Sabtu, 02 Februari 2019

kemandiran dan ketahanan idéologi umat Islam


kemandiran dan ketahanan idéologi umat Islam

Jangan-jangan atau agaknya. Bisa jadi memang itulah kejadian, fakta otentik. Kendati bukan kesimpulan suatu kajian akademis, ilmiah atau bahan orasi politik. Bukan pembuktian atau catatan sejarah. Bahwasanya umat Islam merasa lebih nyaman menggunakan organisasi kemasyarakatan (ormas) sebagai kendaraan politik. Unsur dakwah masih kental, nyata, terstruktur.

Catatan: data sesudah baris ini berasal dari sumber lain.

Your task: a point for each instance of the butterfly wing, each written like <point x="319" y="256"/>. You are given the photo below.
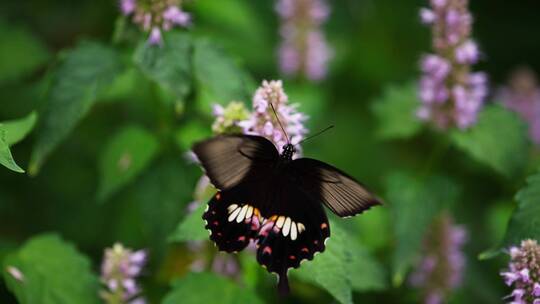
<point x="294" y="228"/>
<point x="230" y="159"/>
<point x="343" y="194"/>
<point x="232" y="218"/>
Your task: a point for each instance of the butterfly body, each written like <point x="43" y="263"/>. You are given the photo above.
<point x="274" y="200"/>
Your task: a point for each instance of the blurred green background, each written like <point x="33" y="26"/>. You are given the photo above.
<point x="376" y="44"/>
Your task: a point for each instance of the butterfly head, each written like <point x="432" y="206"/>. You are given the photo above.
<point x="288" y="152"/>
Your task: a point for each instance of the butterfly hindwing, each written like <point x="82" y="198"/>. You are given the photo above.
<point x="231" y="159"/>
<point x="232" y="219"/>
<point x="294" y="229"/>
<point x="341" y="193"/>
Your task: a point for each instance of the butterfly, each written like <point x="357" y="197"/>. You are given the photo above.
<point x="273" y="200"/>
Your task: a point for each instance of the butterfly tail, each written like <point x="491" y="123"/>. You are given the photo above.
<point x="283" y="284"/>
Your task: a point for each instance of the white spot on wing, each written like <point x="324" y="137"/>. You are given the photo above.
<point x="242" y="215"/>
<point x="250" y="212"/>
<point x="232" y="207"/>
<point x="280" y="221"/>
<point x="286" y="227"/>
<point x="293" y="231"/>
<point x="234" y="214"/>
<point x="301" y="227"/>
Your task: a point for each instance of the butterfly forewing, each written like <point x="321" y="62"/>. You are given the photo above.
<point x="232" y="219"/>
<point x="231" y="159"/>
<point x="274" y="201"/>
<point x="341" y="193"/>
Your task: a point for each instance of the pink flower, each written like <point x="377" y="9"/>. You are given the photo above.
<point x="523" y="272"/>
<point x="450" y="94"/>
<point x="304" y="49"/>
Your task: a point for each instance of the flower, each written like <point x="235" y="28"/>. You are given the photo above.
<point x="303" y="49"/>
<point x="450" y="93"/>
<point x="228" y="118"/>
<point x="119" y="270"/>
<point x="523" y="273"/>
<point x="263" y="120"/>
<point x="522" y="95"/>
<point x="156" y="16"/>
<point x="441" y="268"/>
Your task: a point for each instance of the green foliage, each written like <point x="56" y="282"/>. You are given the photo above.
<point x="209" y="288"/>
<point x="395" y="111"/>
<point x="124" y="158"/>
<point x="21" y="52"/>
<point x="192" y="227"/>
<point x="498" y="140"/>
<point x="6" y="159"/>
<point x="191" y="132"/>
<point x="343" y="266"/>
<point x="81" y="77"/>
<point x="54" y="272"/>
<point x="17" y="130"/>
<point x="217" y="77"/>
<point x="168" y="65"/>
<point x="525" y="221"/>
<point x="415" y="203"/>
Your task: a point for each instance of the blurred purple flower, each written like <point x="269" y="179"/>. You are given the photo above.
<point x="156" y="16"/>
<point x="522" y="95"/>
<point x="303" y="49"/>
<point x="119" y="270"/>
<point x="440" y="270"/>
<point x="127" y="6"/>
<point x="451" y="95"/>
<point x="523" y="273"/>
<point x="263" y="121"/>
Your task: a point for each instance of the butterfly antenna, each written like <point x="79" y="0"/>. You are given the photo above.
<point x="317" y="134"/>
<point x="279" y="122"/>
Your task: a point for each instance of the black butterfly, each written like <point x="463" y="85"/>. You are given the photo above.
<point x="274" y="200"/>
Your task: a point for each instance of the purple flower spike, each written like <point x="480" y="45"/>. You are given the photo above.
<point x="523" y="272"/>
<point x="451" y="95"/>
<point x="128" y="7"/>
<point x="155" y="37"/>
<point x="263" y="121"/>
<point x="120" y="268"/>
<point x="440" y="270"/>
<point x="156" y="17"/>
<point x="303" y="50"/>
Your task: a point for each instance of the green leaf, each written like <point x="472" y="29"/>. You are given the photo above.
<point x="6" y="159"/>
<point x="170" y="64"/>
<point x="498" y="140"/>
<point x="191" y="132"/>
<point x="366" y="273"/>
<point x="414" y="204"/>
<point x="342" y="267"/>
<point x="53" y="272"/>
<point x="525" y="221"/>
<point x="80" y="78"/>
<point x="157" y="202"/>
<point x="395" y="111"/>
<point x="217" y="77"/>
<point x="17" y="130"/>
<point x="21" y="52"/>
<point x="126" y="155"/>
<point x="209" y="288"/>
<point x="191" y="228"/>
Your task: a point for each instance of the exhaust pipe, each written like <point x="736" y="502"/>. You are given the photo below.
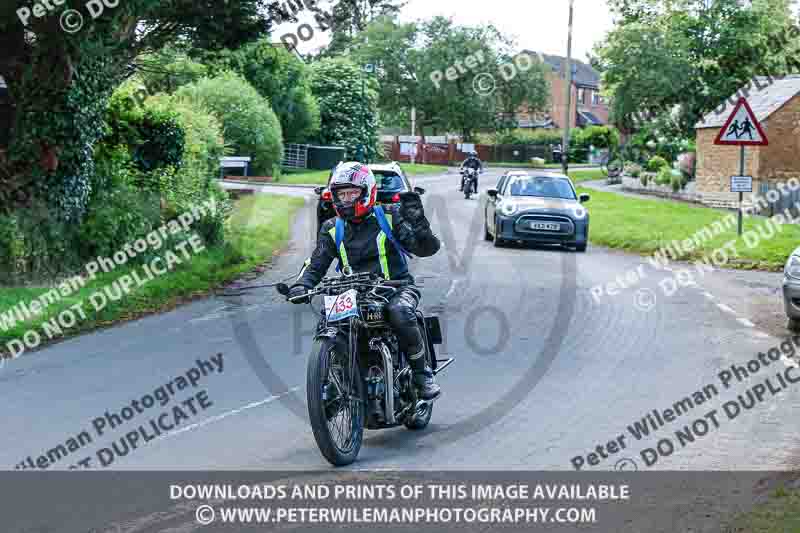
<point x="388" y="370"/>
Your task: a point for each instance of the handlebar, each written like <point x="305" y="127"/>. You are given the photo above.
<point x="360" y="279"/>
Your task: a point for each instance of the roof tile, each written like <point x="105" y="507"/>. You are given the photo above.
<point x="764" y="98"/>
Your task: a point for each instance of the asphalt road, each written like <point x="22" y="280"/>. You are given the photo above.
<point x="544" y="373"/>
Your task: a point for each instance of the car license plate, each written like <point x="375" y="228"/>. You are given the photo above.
<point x="547" y="226"/>
<point x="341" y="306"/>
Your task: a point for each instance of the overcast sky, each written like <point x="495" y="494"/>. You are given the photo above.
<point x="538" y="25"/>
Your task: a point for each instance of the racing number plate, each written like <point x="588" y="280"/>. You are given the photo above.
<point x="548" y="226"/>
<point x="341" y="306"/>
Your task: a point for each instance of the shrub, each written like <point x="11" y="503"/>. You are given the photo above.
<point x="686" y="162"/>
<point x="597" y="136"/>
<point x="677" y="182"/>
<point x="348" y="119"/>
<point x="211" y="227"/>
<point x="656" y="163"/>
<point x="632" y="169"/>
<point x="168" y="69"/>
<point x="204" y="146"/>
<point x="153" y="136"/>
<point x="117" y="217"/>
<point x="35" y="245"/>
<point x="664" y="176"/>
<point x="250" y="125"/>
<point x="522" y="136"/>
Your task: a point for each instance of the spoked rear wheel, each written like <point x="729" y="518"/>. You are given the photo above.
<point x="335" y="403"/>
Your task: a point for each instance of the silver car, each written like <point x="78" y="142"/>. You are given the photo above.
<point x="537" y="207"/>
<point x="791" y="289"/>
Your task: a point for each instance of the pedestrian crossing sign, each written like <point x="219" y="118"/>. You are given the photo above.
<point x="742" y="128"/>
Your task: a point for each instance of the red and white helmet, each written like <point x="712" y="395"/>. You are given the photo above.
<point x="349" y="175"/>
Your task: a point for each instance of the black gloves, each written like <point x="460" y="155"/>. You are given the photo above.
<point x="298" y="290"/>
<point x="412" y="211"/>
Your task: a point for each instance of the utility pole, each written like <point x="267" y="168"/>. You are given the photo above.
<point x="565" y="148"/>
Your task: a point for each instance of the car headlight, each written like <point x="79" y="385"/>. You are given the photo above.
<point x="792" y="268"/>
<point x="508" y="208"/>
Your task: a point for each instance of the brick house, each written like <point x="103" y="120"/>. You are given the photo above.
<point x="591" y="107"/>
<point x="776" y="105"/>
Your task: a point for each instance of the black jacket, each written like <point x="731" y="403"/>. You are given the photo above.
<point x="472" y="162"/>
<point x="361" y="244"/>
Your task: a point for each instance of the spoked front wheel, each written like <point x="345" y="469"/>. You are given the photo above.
<point x="335" y="403"/>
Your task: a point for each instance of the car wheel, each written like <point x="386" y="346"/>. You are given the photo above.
<point x="498" y="242"/>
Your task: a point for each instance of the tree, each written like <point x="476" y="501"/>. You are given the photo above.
<point x="60" y="77"/>
<point x="348" y="119"/>
<point x="251" y="126"/>
<point x="521" y="82"/>
<point x="282" y="78"/>
<point x="691" y="54"/>
<point x="351" y="17"/>
<point x="412" y="60"/>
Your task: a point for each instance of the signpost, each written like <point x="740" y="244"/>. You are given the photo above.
<point x="741" y="129"/>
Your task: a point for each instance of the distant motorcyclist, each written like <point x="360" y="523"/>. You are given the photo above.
<point x="365" y="247"/>
<point x="472" y="161"/>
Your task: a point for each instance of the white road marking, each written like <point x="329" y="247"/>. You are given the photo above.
<point x="453" y="285"/>
<point x="229" y="413"/>
<point x="726" y="309"/>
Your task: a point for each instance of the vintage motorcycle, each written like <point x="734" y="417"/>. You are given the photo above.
<point x="469" y="177"/>
<point x="357" y="377"/>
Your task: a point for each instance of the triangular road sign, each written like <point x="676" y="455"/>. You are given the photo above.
<point x="742" y="128"/>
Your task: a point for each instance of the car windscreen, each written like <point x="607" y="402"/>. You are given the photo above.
<point x="540" y="186"/>
<point x="389" y="181"/>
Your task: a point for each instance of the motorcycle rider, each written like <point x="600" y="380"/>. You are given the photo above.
<point x="472" y="161"/>
<point x="365" y="248"/>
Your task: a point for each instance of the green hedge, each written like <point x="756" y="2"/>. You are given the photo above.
<point x="250" y="125"/>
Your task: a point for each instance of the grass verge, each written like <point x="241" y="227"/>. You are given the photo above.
<point x="645" y="226"/>
<point x="780" y="514"/>
<point x="259" y="226"/>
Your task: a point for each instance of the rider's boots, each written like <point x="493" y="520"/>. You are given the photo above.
<point x="423" y="377"/>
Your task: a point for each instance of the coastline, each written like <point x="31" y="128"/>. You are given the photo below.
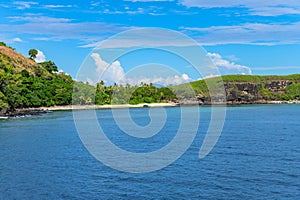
<point x="87" y="107"/>
<point x="43" y="110"/>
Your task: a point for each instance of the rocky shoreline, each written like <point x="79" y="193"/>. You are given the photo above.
<point x="44" y="110"/>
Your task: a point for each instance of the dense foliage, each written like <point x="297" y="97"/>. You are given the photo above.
<point x="25" y="83"/>
<point x="23" y="89"/>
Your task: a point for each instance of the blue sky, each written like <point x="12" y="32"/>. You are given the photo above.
<point x="259" y="37"/>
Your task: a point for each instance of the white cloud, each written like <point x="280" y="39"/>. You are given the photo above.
<point x="230" y="67"/>
<point x="114" y="73"/>
<point x="149" y="0"/>
<point x="40" y="57"/>
<point x="58" y="6"/>
<point x="256" y="7"/>
<point x="111" y="74"/>
<point x="163" y="81"/>
<point x="146" y="37"/>
<point x="38" y="19"/>
<point x="21" y="5"/>
<point x="249" y="33"/>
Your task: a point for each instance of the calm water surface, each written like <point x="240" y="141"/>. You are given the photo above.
<point x="256" y="157"/>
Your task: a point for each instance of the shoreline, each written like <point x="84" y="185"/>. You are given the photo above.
<point x="88" y="107"/>
<point x="43" y="110"/>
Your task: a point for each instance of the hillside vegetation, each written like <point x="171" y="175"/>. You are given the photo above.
<point x="25" y="83"/>
<point x="244" y="88"/>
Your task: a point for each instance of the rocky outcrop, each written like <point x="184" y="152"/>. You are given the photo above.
<point x="249" y="93"/>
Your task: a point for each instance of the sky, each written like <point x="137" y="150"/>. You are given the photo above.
<point x="239" y="36"/>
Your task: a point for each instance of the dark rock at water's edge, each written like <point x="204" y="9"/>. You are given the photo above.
<point x="21" y="112"/>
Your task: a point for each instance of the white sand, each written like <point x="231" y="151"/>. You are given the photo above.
<point x="83" y="107"/>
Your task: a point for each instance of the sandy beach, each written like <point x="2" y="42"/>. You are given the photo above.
<point x="84" y="107"/>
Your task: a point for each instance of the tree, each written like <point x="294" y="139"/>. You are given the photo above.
<point x="32" y="53"/>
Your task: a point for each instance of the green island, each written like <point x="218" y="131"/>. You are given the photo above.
<point x="25" y="83"/>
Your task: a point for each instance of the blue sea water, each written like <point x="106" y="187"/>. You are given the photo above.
<point x="256" y="157"/>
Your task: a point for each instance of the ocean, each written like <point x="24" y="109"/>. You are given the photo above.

Terlebih ormas Islam yang jauh lebih berumur ketimbang NKRI. Faktor pertimbangan lain soal masa, pengikut, anggota, kader dan sebutan termaksud lainnya. Seperti ada ikatan moral. Lebih dari itu, yaitu persaudaraan antar umat, ukhuwah. Hubungan akidah lebih erat kuat mengikat.

Bukan berarti umat Islam alergi, antipasti, apatis untuk berpolitik. Tidak menampik urusan dunia. Malah sebagai aksi nyata amaliah politik. Demi kepentingan bangsa dan negara. Untuk kemanfaatan alam, kemaslahatan umat. Dikerjakan seoptimal daya. Sebagai tiket kembali ke surge.

Bukan pembanding. Masyarakat penggemar wayang aneka versi. Jika menyimak panggung politik akan terheran-heran tak berbayar. Keluguan mereka, rasanya tokoh yang tampil, raksasa dengan segala bentuk, karakter, dan faktor kejiwaan. Tak dimonopoli kaum Adam. Gaya panggung memang atraktif, provokatif, spektakuler.

Watak wayang yang mewakili kawanan brangasan, kelompok pentalitan,  barisan cluthak, relawan nggragas  diborong habis oleh sebuah parpol. Bahkan kekurangan stok karakter.

Umat Islam berusaha bermain di semua lini. PR global, menerus adalah mampu bermain di segala medan, waktu, cuaca. Cerdas diri menghadapi serangan dari musuh dalam selimut maupun serbuan musuh nyata dari semua golongan manusia, kaum bangsa, kelompok keyakinan.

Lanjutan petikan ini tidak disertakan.